Journal of Clinical Oncology ◽

10.1200/jco.2011.29.4_suppl.306 ◽

2011 ◽

Vol 29 (4_suppl) ◽

pp. 306-306

Author(s):

Y. Kang ◽

C. Yoo ◽

B. Ryoo ◽

H. Chang ◽

J. Lee ◽

...

Keyword(s):

Plasma Level ◽

Gastrointestinal Stromal Tumors ◽

Plasma Concentrations ◽

Term Treatment ◽

Albumin Concentration ◽

Stromal Tumors ◽

Long Term Treatment ◽

The Mean ◽

Median Interval

306 Background: Pharmacokinetic study in patients with gastrointestinal stromal tumors (GISTs) suggested that plasma concentrations of imatinib decrease following long-term exposure. We therefore measured changes in imatinib plasma trough levels (Cmin) after long-term exposure. Methods: Between November 2009 and May 2010, follow-up (FU) imatinib Cmin was measured in 65 patients who received the same dose of imatinib for at least 9 months after a previous baseline (BL) measurement.

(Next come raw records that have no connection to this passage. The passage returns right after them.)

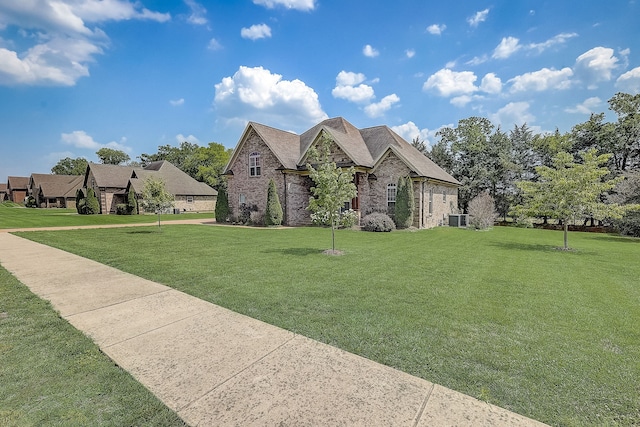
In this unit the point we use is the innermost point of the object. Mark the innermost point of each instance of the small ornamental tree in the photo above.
(570, 190)
(333, 186)
(273, 213)
(92, 206)
(222, 205)
(405, 203)
(80, 201)
(155, 197)
(482, 211)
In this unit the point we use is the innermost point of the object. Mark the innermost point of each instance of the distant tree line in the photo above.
(205, 164)
(485, 158)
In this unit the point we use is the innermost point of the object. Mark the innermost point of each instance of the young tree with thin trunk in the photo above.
(155, 197)
(570, 190)
(333, 186)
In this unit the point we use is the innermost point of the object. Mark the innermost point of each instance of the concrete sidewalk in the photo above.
(215, 367)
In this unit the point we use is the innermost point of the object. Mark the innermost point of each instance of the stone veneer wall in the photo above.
(254, 188)
(199, 204)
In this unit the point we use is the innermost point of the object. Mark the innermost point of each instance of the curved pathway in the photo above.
(215, 367)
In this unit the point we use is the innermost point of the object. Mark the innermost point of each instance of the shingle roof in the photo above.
(112, 176)
(58, 185)
(18, 182)
(365, 147)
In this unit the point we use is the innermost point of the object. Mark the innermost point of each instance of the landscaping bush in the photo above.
(222, 212)
(378, 221)
(404, 203)
(92, 206)
(482, 211)
(80, 201)
(273, 213)
(30, 202)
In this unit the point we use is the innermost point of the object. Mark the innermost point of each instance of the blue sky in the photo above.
(78, 75)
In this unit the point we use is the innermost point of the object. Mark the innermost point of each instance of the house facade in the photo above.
(54, 191)
(379, 156)
(17, 188)
(112, 183)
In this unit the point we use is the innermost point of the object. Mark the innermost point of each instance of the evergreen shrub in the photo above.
(377, 221)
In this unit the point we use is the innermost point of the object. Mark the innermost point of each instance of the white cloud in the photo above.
(360, 93)
(346, 88)
(595, 65)
(436, 29)
(198, 13)
(630, 81)
(410, 130)
(80, 139)
(369, 51)
(447, 82)
(63, 46)
(559, 39)
(180, 138)
(348, 78)
(214, 45)
(255, 32)
(304, 5)
(259, 95)
(514, 113)
(587, 107)
(507, 47)
(379, 108)
(543, 79)
(479, 17)
(491, 84)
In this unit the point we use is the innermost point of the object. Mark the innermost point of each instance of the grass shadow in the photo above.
(295, 251)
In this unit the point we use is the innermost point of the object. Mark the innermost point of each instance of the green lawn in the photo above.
(20, 217)
(500, 315)
(52, 375)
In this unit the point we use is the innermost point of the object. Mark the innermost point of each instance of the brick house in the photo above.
(17, 188)
(379, 156)
(111, 184)
(54, 191)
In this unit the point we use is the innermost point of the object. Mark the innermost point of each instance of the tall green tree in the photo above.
(109, 156)
(273, 212)
(155, 197)
(627, 130)
(569, 190)
(333, 186)
(91, 203)
(69, 166)
(405, 204)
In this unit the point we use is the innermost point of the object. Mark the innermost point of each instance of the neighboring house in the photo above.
(379, 156)
(55, 191)
(189, 194)
(17, 188)
(112, 183)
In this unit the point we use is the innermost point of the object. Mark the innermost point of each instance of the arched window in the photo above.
(392, 190)
(254, 164)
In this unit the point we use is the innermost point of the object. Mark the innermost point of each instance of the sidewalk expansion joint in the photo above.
(155, 329)
(238, 373)
(68, 316)
(423, 406)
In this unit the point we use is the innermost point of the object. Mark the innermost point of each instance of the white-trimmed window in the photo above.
(392, 191)
(254, 164)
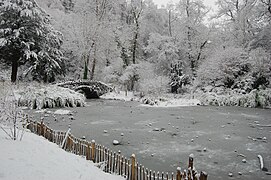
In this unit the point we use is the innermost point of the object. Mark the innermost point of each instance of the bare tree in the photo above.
(12, 118)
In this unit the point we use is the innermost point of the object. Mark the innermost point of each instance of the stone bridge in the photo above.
(91, 89)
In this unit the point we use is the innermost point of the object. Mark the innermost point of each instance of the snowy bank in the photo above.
(121, 95)
(166, 100)
(256, 98)
(49, 96)
(36, 158)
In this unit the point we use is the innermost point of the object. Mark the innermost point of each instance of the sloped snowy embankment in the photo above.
(152, 102)
(36, 158)
(49, 97)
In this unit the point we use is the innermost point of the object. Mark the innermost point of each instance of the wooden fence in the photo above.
(109, 161)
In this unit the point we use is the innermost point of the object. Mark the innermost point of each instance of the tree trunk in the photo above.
(93, 64)
(14, 70)
(169, 23)
(135, 43)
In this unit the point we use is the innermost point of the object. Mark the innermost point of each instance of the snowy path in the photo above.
(36, 158)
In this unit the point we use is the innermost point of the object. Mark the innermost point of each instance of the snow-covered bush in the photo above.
(130, 77)
(256, 98)
(12, 117)
(224, 68)
(155, 86)
(149, 82)
(49, 96)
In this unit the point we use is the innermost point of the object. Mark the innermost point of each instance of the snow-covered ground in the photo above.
(176, 103)
(36, 158)
(121, 95)
(164, 102)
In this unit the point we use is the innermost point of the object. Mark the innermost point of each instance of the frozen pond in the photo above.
(163, 138)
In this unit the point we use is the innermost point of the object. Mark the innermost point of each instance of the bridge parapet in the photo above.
(91, 89)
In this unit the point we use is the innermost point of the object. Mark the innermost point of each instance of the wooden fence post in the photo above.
(133, 167)
(178, 175)
(93, 150)
(203, 175)
(190, 161)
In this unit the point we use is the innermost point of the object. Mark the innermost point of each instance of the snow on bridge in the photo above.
(91, 89)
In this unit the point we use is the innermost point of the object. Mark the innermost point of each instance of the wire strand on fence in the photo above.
(111, 162)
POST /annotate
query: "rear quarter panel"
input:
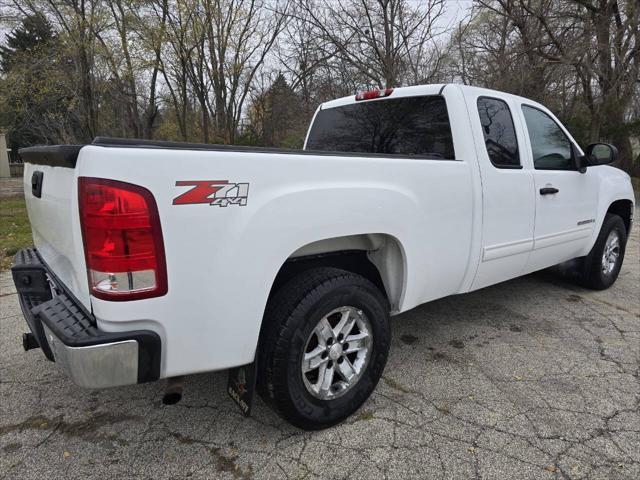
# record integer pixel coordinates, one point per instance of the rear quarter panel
(222, 261)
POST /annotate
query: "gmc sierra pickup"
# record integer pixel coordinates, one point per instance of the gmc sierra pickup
(157, 260)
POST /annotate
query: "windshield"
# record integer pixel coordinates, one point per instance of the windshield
(402, 126)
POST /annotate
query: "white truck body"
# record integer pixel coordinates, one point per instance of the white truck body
(432, 227)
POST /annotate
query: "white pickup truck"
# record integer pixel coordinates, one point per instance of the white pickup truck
(157, 260)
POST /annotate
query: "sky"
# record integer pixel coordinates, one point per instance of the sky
(455, 11)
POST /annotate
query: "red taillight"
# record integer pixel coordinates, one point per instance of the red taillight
(122, 240)
(375, 93)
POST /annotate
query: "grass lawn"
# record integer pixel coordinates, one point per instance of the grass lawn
(15, 232)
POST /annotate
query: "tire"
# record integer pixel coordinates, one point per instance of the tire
(593, 273)
(289, 335)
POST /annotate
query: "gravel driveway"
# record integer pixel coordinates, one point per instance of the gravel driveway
(532, 378)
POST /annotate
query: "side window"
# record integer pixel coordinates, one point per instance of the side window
(499, 132)
(551, 148)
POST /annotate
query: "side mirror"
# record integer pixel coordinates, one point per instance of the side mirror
(601, 154)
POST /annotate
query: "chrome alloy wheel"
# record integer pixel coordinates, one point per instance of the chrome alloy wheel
(611, 252)
(337, 353)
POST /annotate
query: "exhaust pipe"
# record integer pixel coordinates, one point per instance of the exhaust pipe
(173, 390)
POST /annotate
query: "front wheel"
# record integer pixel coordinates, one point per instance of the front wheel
(324, 346)
(601, 267)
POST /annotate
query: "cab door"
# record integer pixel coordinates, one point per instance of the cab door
(508, 206)
(566, 200)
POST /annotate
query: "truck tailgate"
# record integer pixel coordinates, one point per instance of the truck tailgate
(50, 189)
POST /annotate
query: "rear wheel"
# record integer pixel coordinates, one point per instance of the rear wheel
(600, 269)
(324, 346)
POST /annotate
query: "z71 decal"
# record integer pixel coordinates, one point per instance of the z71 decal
(213, 192)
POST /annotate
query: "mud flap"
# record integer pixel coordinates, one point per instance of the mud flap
(241, 386)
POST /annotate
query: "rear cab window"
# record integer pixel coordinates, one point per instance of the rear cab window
(405, 126)
(499, 132)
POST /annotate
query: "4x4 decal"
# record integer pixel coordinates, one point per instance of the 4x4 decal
(213, 192)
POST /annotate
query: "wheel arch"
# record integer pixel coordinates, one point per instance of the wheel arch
(379, 257)
(624, 209)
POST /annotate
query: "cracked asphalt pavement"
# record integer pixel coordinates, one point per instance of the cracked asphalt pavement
(533, 378)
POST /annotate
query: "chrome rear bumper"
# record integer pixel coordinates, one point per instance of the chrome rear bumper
(68, 334)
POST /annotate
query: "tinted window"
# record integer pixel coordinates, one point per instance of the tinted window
(499, 132)
(403, 126)
(550, 147)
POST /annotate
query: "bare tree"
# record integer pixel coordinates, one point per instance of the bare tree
(389, 42)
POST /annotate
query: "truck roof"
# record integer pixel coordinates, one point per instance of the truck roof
(429, 89)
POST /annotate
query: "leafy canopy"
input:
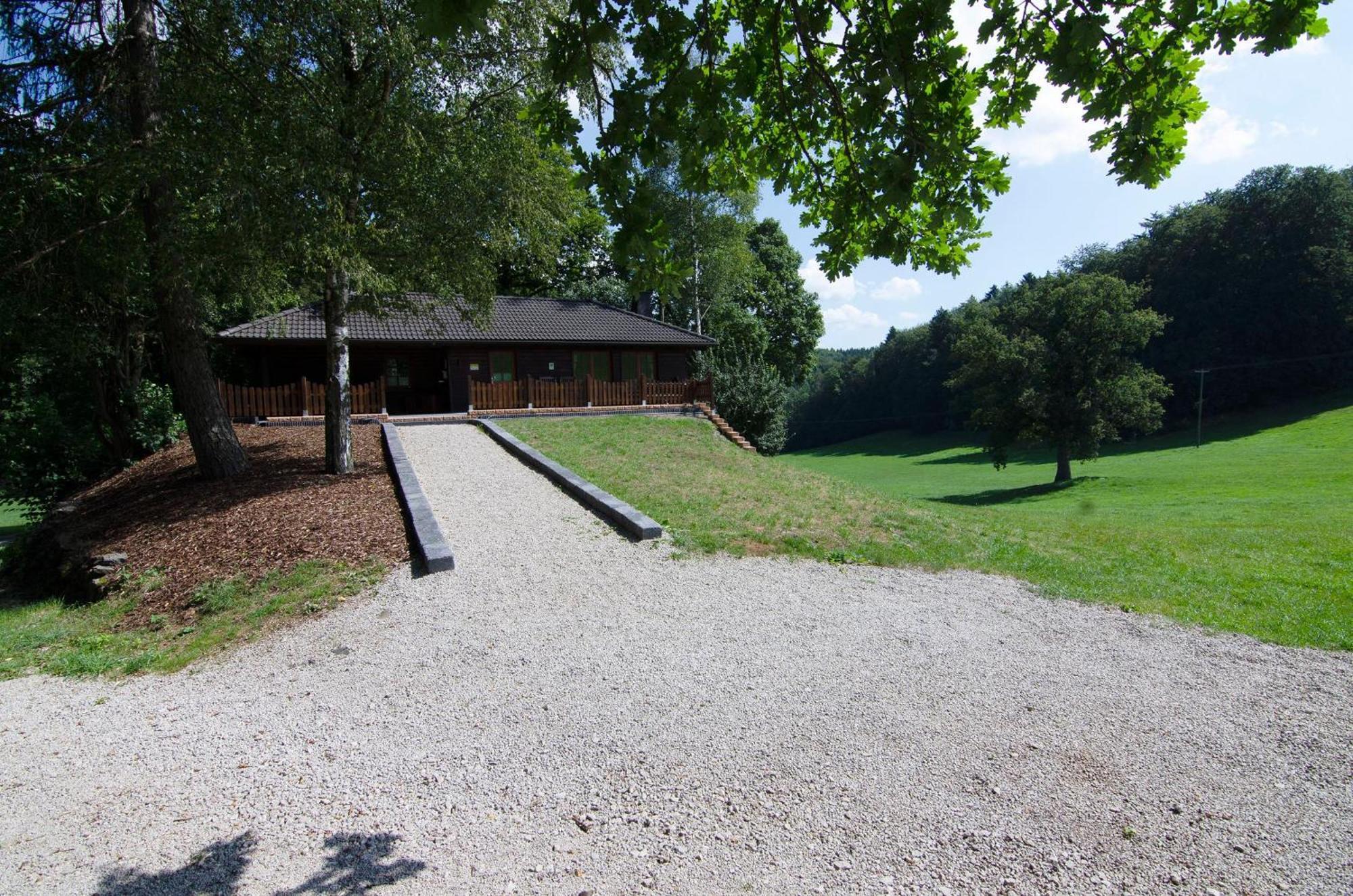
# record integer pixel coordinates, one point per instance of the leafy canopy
(865, 113)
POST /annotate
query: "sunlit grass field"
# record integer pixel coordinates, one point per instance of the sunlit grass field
(1252, 532)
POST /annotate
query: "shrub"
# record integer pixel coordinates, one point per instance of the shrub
(752, 397)
(156, 424)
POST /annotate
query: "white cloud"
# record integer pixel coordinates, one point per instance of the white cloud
(1220, 137)
(815, 281)
(1052, 129)
(852, 317)
(1312, 47)
(896, 289)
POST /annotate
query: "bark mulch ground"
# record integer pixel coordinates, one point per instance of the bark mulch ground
(283, 511)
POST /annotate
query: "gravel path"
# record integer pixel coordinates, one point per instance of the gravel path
(570, 711)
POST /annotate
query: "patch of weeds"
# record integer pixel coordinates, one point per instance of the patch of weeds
(93, 639)
(219, 596)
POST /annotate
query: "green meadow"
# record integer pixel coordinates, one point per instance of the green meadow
(1252, 532)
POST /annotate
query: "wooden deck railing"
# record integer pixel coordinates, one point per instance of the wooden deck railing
(297, 400)
(584, 393)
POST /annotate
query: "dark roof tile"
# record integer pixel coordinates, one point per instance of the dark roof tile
(515, 320)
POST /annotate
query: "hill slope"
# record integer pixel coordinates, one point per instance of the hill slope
(1252, 532)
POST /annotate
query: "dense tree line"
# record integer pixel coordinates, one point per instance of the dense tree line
(171, 166)
(1256, 283)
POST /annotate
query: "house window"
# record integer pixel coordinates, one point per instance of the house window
(503, 366)
(595, 363)
(633, 364)
(397, 371)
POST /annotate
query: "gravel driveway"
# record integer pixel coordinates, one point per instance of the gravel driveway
(570, 711)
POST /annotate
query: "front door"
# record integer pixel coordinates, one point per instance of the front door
(458, 374)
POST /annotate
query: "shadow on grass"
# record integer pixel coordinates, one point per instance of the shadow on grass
(357, 864)
(900, 443)
(1013, 496)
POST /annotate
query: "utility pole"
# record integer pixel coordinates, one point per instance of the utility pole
(1202, 375)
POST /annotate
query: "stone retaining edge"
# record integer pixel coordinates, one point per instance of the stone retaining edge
(427, 534)
(637, 524)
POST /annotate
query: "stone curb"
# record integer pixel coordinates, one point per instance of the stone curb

Total 244 blood samples were obtained (127 at BL and 117 at FU) and plasma level was measured by liquid chromatography-tandem mass spectrometry. Results: Median patient age was 54 years (range, 28–76 years) and 42 (64.6%) patients were male. Sixty-one (93.8%) patients were treated with 400 mg/day imatinib and 4 (6.2%) with 300 mg/day. The median interval from initiation of imatinib to BL test was 6.4 months (range, 0.5–66.6 months), and the median interval between BL and FU test was 13.1 months (range, 9.6–18.4 months). The mean ± standard deviation imatinib Cmin was significantly higher at FU than at BL (1442 ± 693 ng/mL vs 1221 ± 624 ng/mL, p<0.001). The mean inter- and intra-subject variabilities were 49.2% and 25.5%, respectively, at BL, and 44.2% and 20.4%, respectively, at FU. Multivariate analysis showed a significant correlation between the ratio of FU to BL imatinib Cmin and that of albumin (r=-0.397, p=0.001). In per-sample analysis, imatinib Cmin was significantly correlated with age, hemoglobin, albumin, creatinine clearance, previous major gastrectomy and time between initiation of imatinib and plasma level tests. Conclusions: Steady-state imatinib Cmin did not decrease but remained stable in most GIST patients during long-term treatment. Changes in imatinib Cmin were associated with changes in albumin concentration. Monitoring of imatinib Cmin only for concerns about time-dependent decreases in imatinib exposure is not necessary. [Table: see text]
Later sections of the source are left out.